Es erscheint fraglich, ob diese Rechtsansicht nach einem Beschluss des Bundesverfassungsgerichts vom 19.4.2005 aufrechterhalten werden kann. In dieser Entscheidung zur Pflichtteilsentziehung wegen Lebensnachstellung gemäß § 2333 Ziff. 1 BGB ging es um einen schuldunfähigen Täter, der seine Mutter zunächst mehrfach tätlich angegriffen hatte und später erschlug. Das Bundesverfassungsgericht kam zum Ergebnis, dass für die Lebensnachstellung natürlicher Vorsatz ausreicht, es also auf ein Verschulden im strafrechtlichen Sinne nicht ankommt. Es betont dabei einerseits den hohen Rang des Pflichtteilsrechts des Abkömmlings, das als bedarfsunabhängiges Recht sogar Verfassungsrang gemäß Art. 14 Abs. Satz 1 iVm Art. 6 Abs. 1 GG hat, andererseits aber die ebenso grundrechtlich ebenfalls über Art. 14 GG geschützte Testierfreiheit des Erblassers.

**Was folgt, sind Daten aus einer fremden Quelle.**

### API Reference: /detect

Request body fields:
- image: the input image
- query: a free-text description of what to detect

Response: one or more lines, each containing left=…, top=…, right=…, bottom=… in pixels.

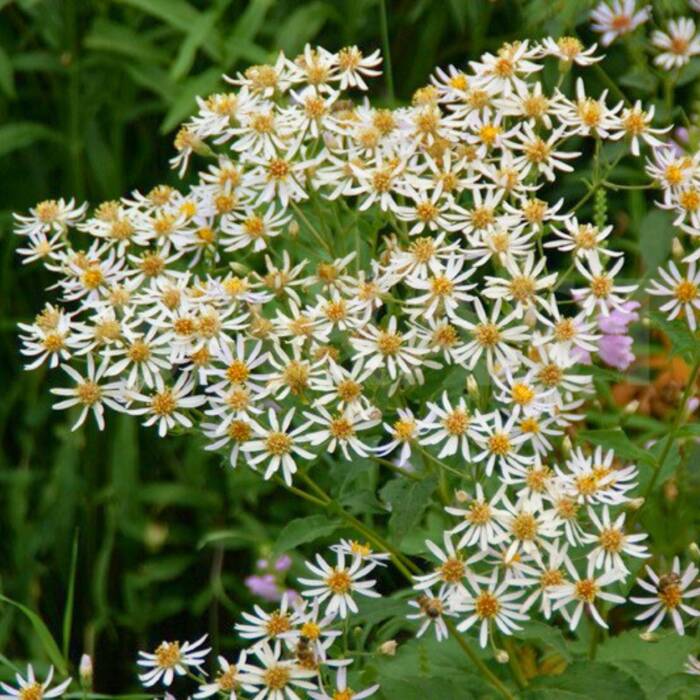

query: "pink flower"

left=597, top=301, right=639, bottom=370
left=598, top=335, right=634, bottom=370
left=598, top=301, right=639, bottom=335
left=245, top=574, right=282, bottom=601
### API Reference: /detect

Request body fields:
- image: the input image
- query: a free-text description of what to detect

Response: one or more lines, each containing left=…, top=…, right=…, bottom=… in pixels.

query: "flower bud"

left=494, top=649, right=510, bottom=664
left=78, top=654, right=92, bottom=690
left=523, top=307, right=537, bottom=328
left=671, top=237, right=685, bottom=260
left=467, top=374, right=480, bottom=401
left=627, top=496, right=644, bottom=510
left=455, top=489, right=469, bottom=503
left=379, top=639, right=398, bottom=656
left=624, top=399, right=639, bottom=414
left=561, top=435, right=573, bottom=457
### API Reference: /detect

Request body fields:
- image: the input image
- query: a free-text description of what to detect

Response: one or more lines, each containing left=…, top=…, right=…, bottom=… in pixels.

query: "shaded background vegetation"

Bei einem außergewöhnlich schweren Fehlverhalten des Abkömmlings gegenüber dem Erblasser, das für diesen die Nachlassteilhabe des Abkömmlings unzumutbar mache, habe die Testierfreiheit Vorrang. Diesem Gebot sei bei einer verfassungskonformen Auslegung von § 2333 Ziff. 1 BGB Rechnung zu tragen, eben dadurch, dass für die Lebensnachstellung eine zielgerichtete Handlung ausreiche, strafrechtliche Schuld also nicht erforderlich sei. Dieser Auslegung stehe auch nicht der Wortlaut oder die Entstehungsgeschichte des § 2333 Ziff. 1 BGB entgegen. Ob dies auch für § 2339 Abs. 1 Ziff. 1 BGB gilt, hat das Bundesverfassungsgericht mangels Entscheidungserheblichkeit dahinstehen lassen.

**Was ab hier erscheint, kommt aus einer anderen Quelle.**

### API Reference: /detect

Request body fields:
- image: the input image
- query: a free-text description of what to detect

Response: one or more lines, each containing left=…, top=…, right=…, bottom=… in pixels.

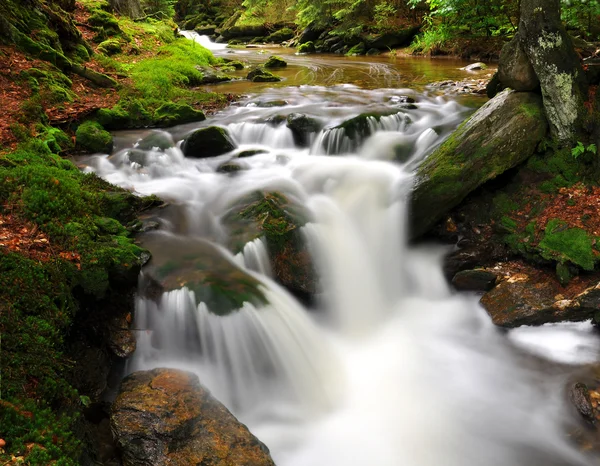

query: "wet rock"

left=498, top=33, right=540, bottom=91
left=217, top=161, right=244, bottom=174
left=481, top=273, right=600, bottom=327
left=136, top=131, right=175, bottom=151
left=461, top=62, right=487, bottom=71
left=111, top=369, right=274, bottom=466
left=223, top=192, right=318, bottom=296
left=452, top=269, right=496, bottom=291
left=286, top=113, right=323, bottom=147
left=410, top=91, right=548, bottom=237
left=264, top=55, right=287, bottom=68
left=140, top=232, right=267, bottom=315
left=154, top=102, right=206, bottom=127
left=181, top=126, right=236, bottom=158
left=569, top=382, right=595, bottom=422
left=365, top=27, right=420, bottom=50
left=246, top=67, right=281, bottom=83
left=297, top=41, right=316, bottom=54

Für das Recht der Pflichtteilsentziehung hat sich der Gesetzgeber die Ansicht des Bundesverfassungsgerichts in der ab dem 1.1.2010 geltenden Fassung des § 2333 Abs. 1 Ziff. 4 BGB gemäß dem Erbrechtsreformgesetz zu eigen gemacht, der lautet:
"Der Erblasser kann einem Abkömmling den Pflichtteil entziehen, wenn der Abkömmling (...) wegen einer vorsätzlichen Straftat zu einer Freiheitsstrafe von mindestens einem Jahr ohne Bewährung rechtskräftig verurteilt wird und die Teilhabe des Abkömmlings am Nachlass deshalb für den Erblasser unzumutbar ist. Gleiches gilt, wenn die Unterbringung des Abkömmlings in einem psychiatrischen Krankenhaus oder in einer Erziehungsanstalt wegen einer ähnlich schwerwiegenden vorsätzlichen Tat rechtskräftig angeordnet wird."
Die Erweiterung auf die Unterbringung in einem psychiatrischen Krankenhaus oder in einer Erziehungsanstalt soll nach dem Gesetzgeberwillen dem Umstand Rechnung tragen, dass gemäß dem vorgenannten Beschluss des Bundesverfassungsgerichts vom 19.4.2005 eine Pflichtteilsentziehung nicht nur bei strafrechtlicher Schuld, sondern auch bei "natürlichem Vorsatz" geboten ist. Für das Recht der Pflichtteilsentziehung hält der Reformgesetzgeber daher den Entzug der grundsätzlich grundrechtlich geschützten Mindestbeteiligung am Nachlass auch dann, wenn der Betroffene nicht im engen strafrechtlichen Sinne schuldfähig ist, für angemessen.